- Interactive map of Cloyne Cave
- Location: Cloyne, County Cork, Ireland
- Coordinates: 51°51′50″N 8°07′03″W﻿ / ﻿51.863783°N 8.117578°W
- Length: 3.3 km (2.1 mi)
- Geology: Limestone
- Entrances: 2
- Hazards: Getting lost

= Cloyne Cave =

Cave in County Cork, Ireland

Cloyne Cave is a cave located near the town of Cloyne, County Cork, Ireland. It is the longest cave in County Cork.

== Description ==
The cave has been known of for thousands of years and lends its name to the town itself. The name Cloyne is taken from Cluain Uamha meaning Cave of the meadow.

The cave largely consists of phreatic mazes formed along weaknesses in the jointing of the limestone rocks. These complex mazes result in a cave which contains several kilometres of passage yet covers a very small area: around 8 acre. The exact length of the cave is unknown as the cave has yet to be fully surveyed, despite several years of continuous surveying in the early 1980s by local cavers.
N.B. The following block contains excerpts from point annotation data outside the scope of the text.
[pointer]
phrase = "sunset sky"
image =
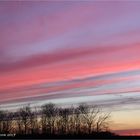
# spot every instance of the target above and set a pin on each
(71, 52)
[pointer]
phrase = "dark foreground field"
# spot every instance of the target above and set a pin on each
(81, 136)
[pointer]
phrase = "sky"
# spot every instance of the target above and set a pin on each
(68, 52)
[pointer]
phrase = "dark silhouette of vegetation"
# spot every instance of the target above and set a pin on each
(50, 121)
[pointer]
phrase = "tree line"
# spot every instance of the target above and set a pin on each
(53, 120)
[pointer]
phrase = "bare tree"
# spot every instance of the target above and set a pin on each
(49, 112)
(102, 122)
(24, 117)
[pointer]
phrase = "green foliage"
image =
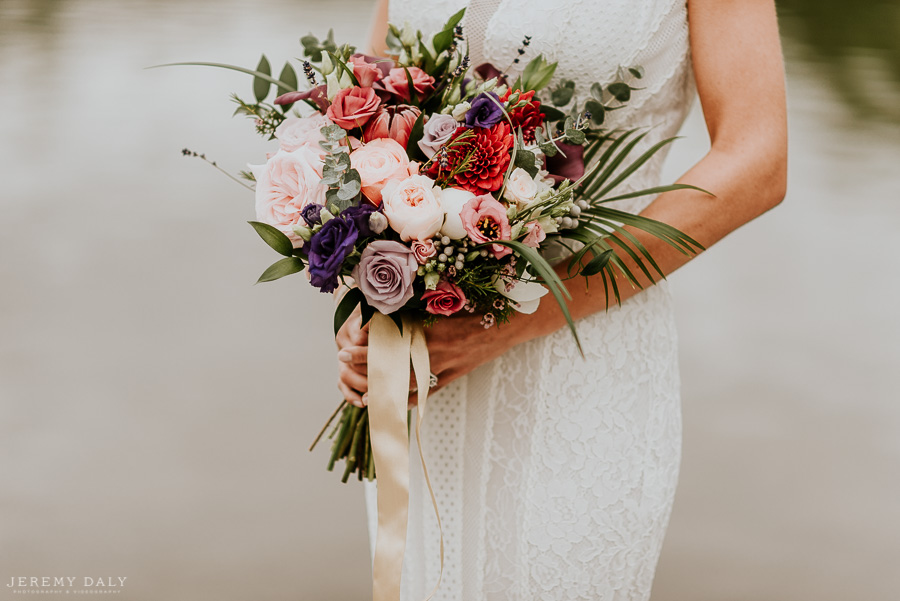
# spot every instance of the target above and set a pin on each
(281, 268)
(273, 237)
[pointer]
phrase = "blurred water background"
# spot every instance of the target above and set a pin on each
(155, 407)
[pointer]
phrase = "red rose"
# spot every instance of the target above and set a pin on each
(446, 299)
(398, 84)
(392, 122)
(353, 107)
(488, 157)
(528, 117)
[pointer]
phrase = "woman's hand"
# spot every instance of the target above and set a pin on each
(352, 342)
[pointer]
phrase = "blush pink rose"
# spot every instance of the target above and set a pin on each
(423, 250)
(366, 73)
(392, 122)
(285, 185)
(413, 207)
(484, 220)
(353, 107)
(295, 132)
(446, 299)
(397, 83)
(535, 235)
(378, 162)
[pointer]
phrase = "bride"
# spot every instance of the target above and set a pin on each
(555, 474)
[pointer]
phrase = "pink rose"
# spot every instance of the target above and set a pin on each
(366, 73)
(377, 162)
(392, 122)
(385, 275)
(485, 219)
(284, 185)
(397, 83)
(535, 235)
(413, 207)
(423, 250)
(295, 132)
(446, 299)
(353, 107)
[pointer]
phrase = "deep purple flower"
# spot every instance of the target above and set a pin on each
(327, 250)
(359, 214)
(485, 111)
(311, 214)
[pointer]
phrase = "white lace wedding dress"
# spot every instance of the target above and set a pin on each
(555, 475)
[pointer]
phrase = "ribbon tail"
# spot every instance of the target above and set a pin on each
(422, 368)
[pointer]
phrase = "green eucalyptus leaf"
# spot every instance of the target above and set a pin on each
(621, 91)
(261, 86)
(598, 112)
(273, 237)
(281, 268)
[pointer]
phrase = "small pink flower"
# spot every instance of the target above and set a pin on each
(423, 250)
(392, 122)
(397, 83)
(446, 299)
(353, 107)
(485, 220)
(535, 235)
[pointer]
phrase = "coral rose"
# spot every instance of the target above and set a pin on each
(413, 207)
(485, 220)
(397, 83)
(287, 183)
(353, 107)
(392, 122)
(377, 162)
(446, 299)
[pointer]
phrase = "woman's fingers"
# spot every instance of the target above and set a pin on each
(352, 397)
(357, 357)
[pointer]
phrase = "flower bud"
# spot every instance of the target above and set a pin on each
(304, 232)
(377, 222)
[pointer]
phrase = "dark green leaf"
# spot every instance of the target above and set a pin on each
(261, 86)
(597, 263)
(621, 91)
(345, 308)
(273, 237)
(281, 268)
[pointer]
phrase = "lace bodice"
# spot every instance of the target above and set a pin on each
(555, 474)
Estimates have ranged from 2.5 km to 7 km. A further system of unexplored caves has been known to exist under the town itself, since a section of the main street collapsed into a cavern in the mid-20th century.

The cave is very difficult to explore due to the confusing nature of the mazes. People have been said to have been lost in the cave for two days.